Festus Onigbinde

Personal information
- Full name: Festus "Adegboye" Onigbinde
- Date of birth: 5 March 1938
- Place of birth: Modakeke, Colony and Protectorate of Nigeria
- Date of death: 9 March 2026 (aged 88)

Managerial career
- Years: Team
- 1981–1984: Nigeria
- 2002: Nigeria

= Festus Onigbinde =

Nigerian football manager (1938–2026)

Festus "Adegboye" Onigbinde (5 March 1938 – 9 March 2026) was a Nigerian football manager.

== Biography ==
Onigbinde was born in Modakeke. He coached Nigeria national team at the 2002 FIFA World Cup, an achievement he had already gotten, between 1982 and 1984. In 1984, Onigbinde took Nigeria into the final match of the 1984 Africa Nations Cup. Nigeria lost 1–3 to Cameroon in that match. Later in 1984, he took over as coach of Shooting Stars Sports Club in Ibadan and took the Club to the final of the Africa Club Champions Cup. They lost the finals to Zamalek of Egypt.

He took over the Nigerian national team after the sacking of the coaching crew of Shuaibu Amodu following what was considered a disgraceful performance of the Super Eagles at the 2002 Africa Nations Cup. Onigbinde took a team that consisted largely of young and inexperienced players.
But the Japan/South Korea edition was the worst Nigerian performance in the World Cup history: for the first time in this competition, Nigeria did not win a single match and was knocked out of the tournament in the first round.
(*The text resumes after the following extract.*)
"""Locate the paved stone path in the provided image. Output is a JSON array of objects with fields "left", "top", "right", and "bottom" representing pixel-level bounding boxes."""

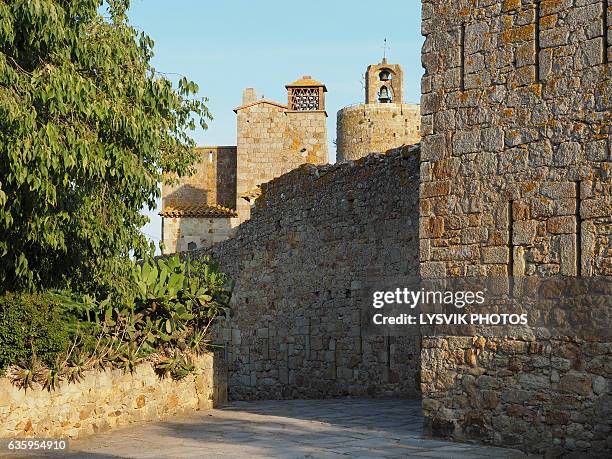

In the first game they lost 0–1 to Argentina, after a goal of Gabriel Batistuta. In the second match, against Sweden, Nigeria lost 1–2 after leading 1–0, meaning the elimination of the World Cup. The third game was a goalless draw to England.

After the World Cup, some Nigerian players, like Jay-Jay Okocha and Julius Aghahowa, criticized Onigbinde for nominating the wrong players.

However, some of the players remained in the Super Eagles for many years. Onigbinde remained a highly respected Nigerian soccer tactician. He has served as CAF and FIFA Technical instructor.

According to Onigbinde himself, on BBC Sport Online, Adegboye was not one of his original names: 'I dropped my baptismal name 'Festus' in 1960 through Nigeria's Daily Times newspaper and have been answering [no 'to'] Adegboye Onigbinde...I discovered Festus didn't mean anything, so I changed to 'Adegboye', meaning 'a child born to reclaim a chieftaincy title'.

Onigbinde died on 9 March 2026, at the age of 88. The family announced his death in a statement signed by Bolade Adesuyi.

== Legacy and coaching philosophy ==
Onigbinde has been noted by sports commentators for a coaching philosophy centered on discipline, technical integrity, and an uncompromising adherence to professional standards. Often described as a "principled" or "stubborn" tactician, he prioritized character and long-term player development over short-term popularity or administrative convenience. This approach often placed him at odds with the political pressures within Nigerian football administration, where he remained a vocal advocate for transparency and the rejection of "shortcuts" in team management.